Bijection between Power Set of Natural numbers and Power Set of integers

Question

There is for sure more than one method to do this , however I want to understand the hint provided in my book .The book says to use the bijection between N and Z given by f(n)=n/2 if n is even and f(n)= (1-n)/2 if n is odd .I think I can prove one to one , but why is f(n) onto ?? More importantly how does this translate into a bijection between P(N) and P(Z)?? is it automatic? I believe some explanation is required but I cannot figure it out...............

Answer 1

Thinking in terms of the specific sets may make this look more mysterious than it actually is: what we're seeing here is an instance of a more general phenomenon.

Namely:

Suppose there is a bjiection between $A$ and $B$. Then there is also a bijection between $\mathcal{P}(A)$ and $\mathcal{P}(B)$.

To see this, suppose $f:A\rightarrow B$ is a bijection and I have a set $S$ of elements of $A$. The function $f$ only takes as input individual elements of $A$, so something like "$f(S)$" doesn't make sense; nonetheless, do you see a way to use $f$ to turn $S$ into a subset $\hat{S}$ of $B$?

Just apply $f$ to each of the elements in $A$: that is, set $$\hat{S}=\{f(x): x\in S\}.$$

Let's give the construction above a name, call it "$F$." That is, $F$ is the function

$$F:\mathcal{P}(A)\rightarrow\mathcal{P}(B): S\mapsto\{f(x): x\in S\}.$$

Can you see how to use the fact that our original function $f$ is a bijection to show that $F$ is also a bijection between $\mathcal{P}(A)$ and $\mathcal{P}(B)$?

I'll sketch how to prove injectivity (proving surjectivity is similar).

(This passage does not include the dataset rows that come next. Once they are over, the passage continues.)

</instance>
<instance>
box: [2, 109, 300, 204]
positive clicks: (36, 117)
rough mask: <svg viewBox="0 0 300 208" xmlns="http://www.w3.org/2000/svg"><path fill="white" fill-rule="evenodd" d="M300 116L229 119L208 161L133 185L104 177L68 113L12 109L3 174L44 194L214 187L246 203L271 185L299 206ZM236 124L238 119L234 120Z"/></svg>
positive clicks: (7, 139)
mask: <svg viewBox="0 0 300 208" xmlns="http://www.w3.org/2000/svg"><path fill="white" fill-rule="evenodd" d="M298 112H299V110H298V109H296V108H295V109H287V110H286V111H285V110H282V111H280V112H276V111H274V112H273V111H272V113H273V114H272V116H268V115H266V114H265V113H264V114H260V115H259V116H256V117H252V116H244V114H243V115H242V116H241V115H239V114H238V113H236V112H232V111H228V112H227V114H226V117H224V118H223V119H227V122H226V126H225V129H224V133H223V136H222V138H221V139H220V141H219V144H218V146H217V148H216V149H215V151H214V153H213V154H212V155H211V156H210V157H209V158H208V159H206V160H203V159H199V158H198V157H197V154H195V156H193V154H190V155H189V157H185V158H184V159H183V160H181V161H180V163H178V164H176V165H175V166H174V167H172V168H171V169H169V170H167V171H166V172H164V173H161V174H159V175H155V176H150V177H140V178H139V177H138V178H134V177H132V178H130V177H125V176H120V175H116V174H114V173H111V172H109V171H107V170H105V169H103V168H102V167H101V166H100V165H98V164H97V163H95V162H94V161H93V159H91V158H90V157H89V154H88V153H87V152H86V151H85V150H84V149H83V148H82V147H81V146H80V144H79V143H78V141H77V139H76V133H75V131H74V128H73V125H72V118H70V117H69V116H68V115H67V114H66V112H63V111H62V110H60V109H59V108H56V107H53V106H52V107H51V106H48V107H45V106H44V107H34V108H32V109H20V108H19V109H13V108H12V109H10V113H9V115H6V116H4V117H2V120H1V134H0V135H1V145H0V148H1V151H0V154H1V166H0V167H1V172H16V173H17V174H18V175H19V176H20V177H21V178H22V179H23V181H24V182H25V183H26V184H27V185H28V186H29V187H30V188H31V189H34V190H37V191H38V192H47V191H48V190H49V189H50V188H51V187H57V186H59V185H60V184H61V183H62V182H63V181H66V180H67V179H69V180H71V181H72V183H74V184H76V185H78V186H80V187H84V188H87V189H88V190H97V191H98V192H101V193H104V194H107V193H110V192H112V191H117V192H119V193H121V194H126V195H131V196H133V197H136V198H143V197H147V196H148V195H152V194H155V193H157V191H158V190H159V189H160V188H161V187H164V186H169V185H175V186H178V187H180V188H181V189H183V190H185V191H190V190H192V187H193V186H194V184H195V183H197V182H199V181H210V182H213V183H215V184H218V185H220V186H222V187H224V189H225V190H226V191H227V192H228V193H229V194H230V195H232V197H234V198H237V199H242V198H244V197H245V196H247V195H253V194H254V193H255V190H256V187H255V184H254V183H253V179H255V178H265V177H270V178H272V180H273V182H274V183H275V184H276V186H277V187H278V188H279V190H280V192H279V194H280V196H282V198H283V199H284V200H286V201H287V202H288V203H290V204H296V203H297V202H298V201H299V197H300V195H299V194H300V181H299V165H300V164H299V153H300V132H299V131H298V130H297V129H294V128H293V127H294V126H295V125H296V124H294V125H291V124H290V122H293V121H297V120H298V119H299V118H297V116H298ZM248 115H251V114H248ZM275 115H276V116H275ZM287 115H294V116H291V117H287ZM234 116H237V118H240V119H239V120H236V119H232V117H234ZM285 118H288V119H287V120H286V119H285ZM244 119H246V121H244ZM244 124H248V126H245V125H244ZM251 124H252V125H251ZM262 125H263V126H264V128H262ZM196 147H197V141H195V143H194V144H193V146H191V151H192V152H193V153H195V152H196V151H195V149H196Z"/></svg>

Suppose $F(S_1)=F(S_2)$; we want to show that $S_1=S_2$. Well, by definition of $F$ we have $$(*)\quad\{f(x): x\in S_1\}=\{f(x): x\in S_2\}.$$ To show that $S_1\subseteq S_2$ (the converse containment is proved identically), note that $(*)$ implies that given $s\in S_1$ there is some $t\in S_2$ such that $f(s)=f(t)$. What does this tell you about $s$ and $t$, and what properties of $f$ are you using to show this? And do you see why this means $S_1\subseteq S_2$?